Flip Smit


Flip Smit is a South African demographer and former Vice Chancellor and Principal of the University of Pretoria. His research on the urbanisation of the black population in South Africa provided scientific proof in the early 1980s that separate development, as applied by the Government of the day, could not work.

Biography

From 1966 to 1971 Smit was a researcher and later head of research at the . At the request of the South African Government he and Prof G.M. Leistner conducted a feasibility study on moving Malawi's capital to Lilongwe.

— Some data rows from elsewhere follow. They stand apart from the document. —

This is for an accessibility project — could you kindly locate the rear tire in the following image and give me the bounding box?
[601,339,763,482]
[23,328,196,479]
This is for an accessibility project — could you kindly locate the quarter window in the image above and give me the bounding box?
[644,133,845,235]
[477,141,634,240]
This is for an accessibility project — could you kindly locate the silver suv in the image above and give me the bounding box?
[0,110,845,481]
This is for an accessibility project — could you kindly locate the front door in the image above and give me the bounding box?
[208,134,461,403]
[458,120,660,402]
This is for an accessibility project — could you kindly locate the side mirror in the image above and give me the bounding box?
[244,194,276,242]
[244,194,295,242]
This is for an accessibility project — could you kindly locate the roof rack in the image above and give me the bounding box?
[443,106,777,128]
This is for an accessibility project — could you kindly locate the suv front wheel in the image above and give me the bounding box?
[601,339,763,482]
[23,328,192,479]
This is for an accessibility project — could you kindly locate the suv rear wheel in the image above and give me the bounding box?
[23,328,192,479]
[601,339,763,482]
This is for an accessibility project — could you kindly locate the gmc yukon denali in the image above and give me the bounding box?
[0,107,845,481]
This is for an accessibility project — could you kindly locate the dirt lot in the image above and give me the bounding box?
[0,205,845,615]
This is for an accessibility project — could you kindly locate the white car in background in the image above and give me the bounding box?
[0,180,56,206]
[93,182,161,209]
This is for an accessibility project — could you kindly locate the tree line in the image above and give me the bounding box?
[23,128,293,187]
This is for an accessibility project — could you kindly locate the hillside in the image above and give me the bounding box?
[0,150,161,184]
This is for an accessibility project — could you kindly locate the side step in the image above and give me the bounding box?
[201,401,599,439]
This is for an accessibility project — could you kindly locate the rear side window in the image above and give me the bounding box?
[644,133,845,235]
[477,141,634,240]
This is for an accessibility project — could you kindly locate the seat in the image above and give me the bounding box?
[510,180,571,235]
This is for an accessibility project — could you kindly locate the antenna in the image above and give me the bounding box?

In 1972 he was appointed professor and head of the department of geography at University of South Africa.
Smit served as senior deputy president at the Human Sciences Research Council before being appointed as Vice Chancellor and Principal of the University of Pretoria in 1992. After a term of five years he returned to his research in demography and retired in 2000.
He is the author or co-author of six books and more than 120 articles published in scientific journals.

Education

Smit was awarded his Masters in Geography from the University of Stellenbosch in 1961, and his Ph.D. from the University of South Africa in 1965.

Research

Smit's most important research contributions were in the field of demographics. He worked on population migration, specifically on the urbanisation of the black population in South Africa. The research results served as guidelines for socio-political planning by the government and private institutions, but as far back as the early eighties, provided scientific proof that separate development, as applied by the government of the day, was not sustainable.
His knowledge of demographics also enabled Smit to play an important role in establishing the nine provinces of South Africa and the drawing of their boundaries in 1993. In addition to research in demography he also undertook research on higher education.

Awards and accolades

Among Smit's many accolades are the Percy Fox Foundation Award for outstanding contributions in the field of migration, urbanisation and housing; the Vice Chancellor's medal for outstanding contributions to the University of Pretoria and a medal as one of the University's 100 leading minds; and honorary doctorates from the University of Pretoria, the University of Stellenbosch and the Moscow Business University.